Getting Started with NLP and spaCy Transcripts
Chapter: Part 3: spaCy Projects
Lecture: What is an NLP project
Login or
purchase this course
to watch this video and the rest of the course contents.
0:00
So I'm just going to draw out schematically what kind of things I need in my NLP project, just to kind of get the project structure maybe going.
0:10
So one thing I've got, let's draw that over here, are my transcripts.
0:16
These are the things that were spoken inside of a podcast, and there's stuff in here that I would like to predict.
0:22
However, if I'm going to have a machine learning learn anything, then I will also need to have some labels.
0:29
I will need to figure out some sort of way to turn at least a subset of these transcripts into a subset that is, I will call, annotated.
0:39
And just to give a quick example, if I have a sentence, something like ""Python is nice,
0:46
then this annotated subset would have that sentence, but also something that indicates that Python over here, that is a tech tool, let's say.
0:53
And I need to have some sort of data set where my machine learning model is able to learn from these annotated patterns.
1:01
Once I've got my annotated subset, there's actually another step, and that is to maybe prepare this data set for training.
1:10
There's a little bit of a detail here.
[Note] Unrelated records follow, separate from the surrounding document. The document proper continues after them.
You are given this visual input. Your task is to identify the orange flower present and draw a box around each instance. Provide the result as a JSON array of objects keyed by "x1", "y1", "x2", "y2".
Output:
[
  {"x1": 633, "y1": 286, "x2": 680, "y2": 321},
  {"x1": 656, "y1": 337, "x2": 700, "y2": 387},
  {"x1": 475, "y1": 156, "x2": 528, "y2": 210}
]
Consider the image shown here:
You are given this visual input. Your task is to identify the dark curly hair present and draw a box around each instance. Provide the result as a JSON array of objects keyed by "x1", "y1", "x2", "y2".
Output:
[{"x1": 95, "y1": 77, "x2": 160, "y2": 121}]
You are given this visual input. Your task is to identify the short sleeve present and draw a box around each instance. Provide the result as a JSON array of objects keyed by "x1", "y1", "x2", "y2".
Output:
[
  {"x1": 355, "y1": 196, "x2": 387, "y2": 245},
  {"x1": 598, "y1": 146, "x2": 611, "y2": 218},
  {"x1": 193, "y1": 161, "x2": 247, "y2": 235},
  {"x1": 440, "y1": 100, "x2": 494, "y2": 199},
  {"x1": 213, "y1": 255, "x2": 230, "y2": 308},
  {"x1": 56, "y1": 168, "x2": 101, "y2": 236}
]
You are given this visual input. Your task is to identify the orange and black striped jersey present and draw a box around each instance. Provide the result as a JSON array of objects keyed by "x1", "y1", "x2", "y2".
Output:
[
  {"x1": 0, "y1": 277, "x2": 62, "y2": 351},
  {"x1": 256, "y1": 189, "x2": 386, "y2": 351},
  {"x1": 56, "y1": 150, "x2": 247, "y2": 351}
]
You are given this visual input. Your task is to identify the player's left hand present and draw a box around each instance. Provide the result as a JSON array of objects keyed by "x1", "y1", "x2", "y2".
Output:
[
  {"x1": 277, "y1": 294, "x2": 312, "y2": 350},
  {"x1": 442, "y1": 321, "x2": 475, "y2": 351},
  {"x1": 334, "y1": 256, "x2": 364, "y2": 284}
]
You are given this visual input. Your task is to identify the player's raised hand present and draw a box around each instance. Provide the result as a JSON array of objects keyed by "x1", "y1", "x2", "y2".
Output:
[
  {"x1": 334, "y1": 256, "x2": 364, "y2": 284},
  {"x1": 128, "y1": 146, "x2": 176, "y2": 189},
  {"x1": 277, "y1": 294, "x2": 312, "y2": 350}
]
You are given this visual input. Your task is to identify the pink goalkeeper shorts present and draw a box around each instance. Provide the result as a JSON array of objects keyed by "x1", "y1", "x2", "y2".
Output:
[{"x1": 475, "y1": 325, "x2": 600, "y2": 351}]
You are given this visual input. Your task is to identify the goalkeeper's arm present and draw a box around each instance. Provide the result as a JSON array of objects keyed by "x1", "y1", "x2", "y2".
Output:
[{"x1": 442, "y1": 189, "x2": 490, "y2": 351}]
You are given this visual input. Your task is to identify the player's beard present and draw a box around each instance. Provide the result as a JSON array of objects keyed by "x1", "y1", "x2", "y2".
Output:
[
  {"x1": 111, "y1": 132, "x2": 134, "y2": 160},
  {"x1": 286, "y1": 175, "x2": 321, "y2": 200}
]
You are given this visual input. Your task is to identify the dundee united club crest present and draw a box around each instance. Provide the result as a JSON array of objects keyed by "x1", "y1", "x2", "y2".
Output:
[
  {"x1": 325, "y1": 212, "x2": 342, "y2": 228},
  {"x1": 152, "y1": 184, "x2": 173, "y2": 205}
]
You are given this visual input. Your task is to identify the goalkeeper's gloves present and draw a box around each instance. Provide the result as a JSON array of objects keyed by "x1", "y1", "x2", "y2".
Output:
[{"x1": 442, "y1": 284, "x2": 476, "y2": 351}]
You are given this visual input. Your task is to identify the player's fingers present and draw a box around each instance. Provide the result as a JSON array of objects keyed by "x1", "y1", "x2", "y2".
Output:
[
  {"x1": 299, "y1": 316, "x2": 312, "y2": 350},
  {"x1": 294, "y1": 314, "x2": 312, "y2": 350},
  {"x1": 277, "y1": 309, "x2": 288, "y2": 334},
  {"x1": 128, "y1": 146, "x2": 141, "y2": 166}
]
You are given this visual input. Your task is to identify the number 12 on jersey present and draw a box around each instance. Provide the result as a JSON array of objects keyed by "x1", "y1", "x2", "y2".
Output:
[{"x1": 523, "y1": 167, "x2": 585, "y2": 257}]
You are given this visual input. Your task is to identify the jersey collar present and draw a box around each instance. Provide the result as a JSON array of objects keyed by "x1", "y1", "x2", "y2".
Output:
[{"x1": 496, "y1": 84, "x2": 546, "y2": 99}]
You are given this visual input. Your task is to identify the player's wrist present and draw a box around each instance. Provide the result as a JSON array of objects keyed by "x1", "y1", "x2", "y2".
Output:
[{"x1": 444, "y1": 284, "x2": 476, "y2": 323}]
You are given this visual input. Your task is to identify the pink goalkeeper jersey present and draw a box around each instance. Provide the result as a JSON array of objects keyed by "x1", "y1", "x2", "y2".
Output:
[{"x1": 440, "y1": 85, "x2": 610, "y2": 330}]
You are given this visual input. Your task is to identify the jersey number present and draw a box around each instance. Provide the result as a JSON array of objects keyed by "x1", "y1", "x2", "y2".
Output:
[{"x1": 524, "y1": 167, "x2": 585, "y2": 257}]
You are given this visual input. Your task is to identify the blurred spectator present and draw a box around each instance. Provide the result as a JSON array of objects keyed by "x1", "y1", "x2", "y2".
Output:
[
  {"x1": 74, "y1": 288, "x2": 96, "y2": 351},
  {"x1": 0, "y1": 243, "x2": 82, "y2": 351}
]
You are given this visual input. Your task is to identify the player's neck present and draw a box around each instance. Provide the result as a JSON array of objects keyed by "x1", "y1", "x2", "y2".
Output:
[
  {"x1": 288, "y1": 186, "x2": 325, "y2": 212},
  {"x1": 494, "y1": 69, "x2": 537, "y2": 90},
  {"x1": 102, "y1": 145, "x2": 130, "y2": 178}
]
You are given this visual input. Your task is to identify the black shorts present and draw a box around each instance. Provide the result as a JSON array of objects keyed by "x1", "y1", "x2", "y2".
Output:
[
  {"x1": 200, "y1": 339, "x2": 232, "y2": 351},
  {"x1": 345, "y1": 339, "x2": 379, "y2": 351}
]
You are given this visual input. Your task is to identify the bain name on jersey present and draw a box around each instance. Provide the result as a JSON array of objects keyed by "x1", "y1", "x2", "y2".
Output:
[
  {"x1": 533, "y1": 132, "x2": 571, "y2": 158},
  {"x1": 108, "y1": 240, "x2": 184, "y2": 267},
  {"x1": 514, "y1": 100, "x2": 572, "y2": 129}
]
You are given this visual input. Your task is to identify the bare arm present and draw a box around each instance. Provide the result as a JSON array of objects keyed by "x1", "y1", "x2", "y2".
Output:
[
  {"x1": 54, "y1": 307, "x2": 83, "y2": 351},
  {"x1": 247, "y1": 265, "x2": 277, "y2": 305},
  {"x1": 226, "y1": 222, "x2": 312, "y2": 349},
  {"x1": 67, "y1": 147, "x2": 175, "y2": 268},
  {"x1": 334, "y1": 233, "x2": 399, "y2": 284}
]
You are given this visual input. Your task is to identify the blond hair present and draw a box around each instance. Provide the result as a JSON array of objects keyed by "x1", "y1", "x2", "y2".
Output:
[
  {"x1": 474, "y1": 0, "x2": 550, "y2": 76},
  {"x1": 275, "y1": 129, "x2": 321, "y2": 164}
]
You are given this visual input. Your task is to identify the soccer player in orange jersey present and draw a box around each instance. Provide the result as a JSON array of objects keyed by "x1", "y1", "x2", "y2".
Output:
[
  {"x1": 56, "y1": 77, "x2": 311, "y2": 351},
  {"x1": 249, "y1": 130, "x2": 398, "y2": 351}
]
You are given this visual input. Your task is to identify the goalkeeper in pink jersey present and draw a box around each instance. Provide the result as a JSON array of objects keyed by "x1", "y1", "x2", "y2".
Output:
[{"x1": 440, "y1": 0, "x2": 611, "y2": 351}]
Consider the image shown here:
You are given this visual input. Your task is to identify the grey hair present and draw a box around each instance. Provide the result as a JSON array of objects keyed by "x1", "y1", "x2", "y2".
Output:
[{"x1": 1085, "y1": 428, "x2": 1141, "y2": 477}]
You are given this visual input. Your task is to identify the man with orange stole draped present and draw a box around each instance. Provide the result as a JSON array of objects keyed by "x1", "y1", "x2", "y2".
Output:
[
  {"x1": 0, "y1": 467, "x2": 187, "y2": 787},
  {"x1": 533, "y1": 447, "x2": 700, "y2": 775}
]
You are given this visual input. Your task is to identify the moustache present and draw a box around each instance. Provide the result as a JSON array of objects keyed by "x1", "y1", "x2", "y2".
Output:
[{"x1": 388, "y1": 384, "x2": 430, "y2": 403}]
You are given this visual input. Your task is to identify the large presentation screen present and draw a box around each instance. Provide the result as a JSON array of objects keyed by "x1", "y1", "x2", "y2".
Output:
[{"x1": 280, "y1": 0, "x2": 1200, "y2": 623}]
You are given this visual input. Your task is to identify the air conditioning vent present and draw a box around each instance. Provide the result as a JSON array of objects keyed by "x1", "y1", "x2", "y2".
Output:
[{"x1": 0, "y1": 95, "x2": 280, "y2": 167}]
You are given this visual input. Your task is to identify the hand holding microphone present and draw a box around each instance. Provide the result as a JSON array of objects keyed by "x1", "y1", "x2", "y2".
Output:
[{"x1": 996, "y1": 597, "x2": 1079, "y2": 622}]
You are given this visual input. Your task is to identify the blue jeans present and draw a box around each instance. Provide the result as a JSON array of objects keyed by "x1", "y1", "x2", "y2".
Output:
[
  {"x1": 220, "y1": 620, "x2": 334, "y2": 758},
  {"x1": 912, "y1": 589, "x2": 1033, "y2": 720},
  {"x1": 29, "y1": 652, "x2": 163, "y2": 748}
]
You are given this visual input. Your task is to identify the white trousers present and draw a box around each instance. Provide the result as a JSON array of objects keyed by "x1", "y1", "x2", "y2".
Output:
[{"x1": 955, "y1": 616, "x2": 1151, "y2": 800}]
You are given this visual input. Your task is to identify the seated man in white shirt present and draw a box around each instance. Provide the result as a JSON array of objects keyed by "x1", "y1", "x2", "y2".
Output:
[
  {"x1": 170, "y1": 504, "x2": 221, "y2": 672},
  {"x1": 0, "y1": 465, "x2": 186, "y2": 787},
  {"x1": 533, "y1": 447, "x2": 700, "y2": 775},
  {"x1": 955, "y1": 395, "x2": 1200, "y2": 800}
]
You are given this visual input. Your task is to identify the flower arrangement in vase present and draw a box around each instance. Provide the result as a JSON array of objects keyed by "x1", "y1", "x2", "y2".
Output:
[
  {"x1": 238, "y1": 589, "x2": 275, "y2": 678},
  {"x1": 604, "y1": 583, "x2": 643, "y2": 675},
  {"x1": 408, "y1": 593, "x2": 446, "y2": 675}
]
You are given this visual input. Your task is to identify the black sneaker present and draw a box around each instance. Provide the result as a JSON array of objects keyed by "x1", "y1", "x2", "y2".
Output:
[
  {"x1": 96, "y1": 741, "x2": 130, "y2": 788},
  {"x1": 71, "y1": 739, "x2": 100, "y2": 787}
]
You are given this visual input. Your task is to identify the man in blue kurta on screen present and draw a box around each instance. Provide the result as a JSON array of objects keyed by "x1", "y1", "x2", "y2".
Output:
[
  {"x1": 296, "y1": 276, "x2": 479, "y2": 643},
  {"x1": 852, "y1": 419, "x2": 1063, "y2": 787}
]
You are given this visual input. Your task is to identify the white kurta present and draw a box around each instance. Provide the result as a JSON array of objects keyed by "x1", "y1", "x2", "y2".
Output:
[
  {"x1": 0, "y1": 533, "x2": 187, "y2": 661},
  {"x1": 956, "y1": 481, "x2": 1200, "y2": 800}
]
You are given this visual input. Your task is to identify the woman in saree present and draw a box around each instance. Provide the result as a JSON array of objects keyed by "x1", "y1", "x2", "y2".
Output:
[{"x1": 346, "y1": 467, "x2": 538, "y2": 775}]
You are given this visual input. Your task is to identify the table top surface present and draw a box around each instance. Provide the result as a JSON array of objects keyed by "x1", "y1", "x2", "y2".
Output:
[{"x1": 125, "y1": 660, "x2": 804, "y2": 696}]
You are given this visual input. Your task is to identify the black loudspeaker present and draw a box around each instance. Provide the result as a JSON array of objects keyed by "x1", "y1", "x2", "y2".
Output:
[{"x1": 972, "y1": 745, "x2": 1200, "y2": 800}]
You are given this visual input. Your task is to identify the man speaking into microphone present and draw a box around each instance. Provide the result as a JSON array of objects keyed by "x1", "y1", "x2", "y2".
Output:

Typically what we want to do is you want to have one set of data that you are going to
1:16
train on, and another set of data that you're going to use for evaluation.
1:23
Then this training data set over here, that can be used to train a machine learning model.
1:29
And that machine learning model, maybe we want to be able to package that.
1:33
And as you can see from this little overview, I do hope that you appreciate that there are actually a bunch of steps here that depend on each other.
1:41
And it'd be nice if we can structure our project accordingly.
1:44
Note that another aspect of this is that suppose that I've got my annotated subset over here, well, then I can train a machine learning model.
1:54
But if this subset doesn't change, then there's also no need to retrain this machine learning model.
1:58
So there's also something I would like to have in the system that is going to prevent unnecessary work.
2:04
So hopefully this diagram paints you a picture of what we need. We are going to need separate steps in this entire process.
2:12
But before diving into the code, what I would just like to do first is just give a glimpse of how to do this part.
2:22
Creating proper training data is an art in and of itself. But there are things that we have at our disposal to make this easier.
2:29
And I'm going to discuss that first before moving on to how I'm going to implement this project structure.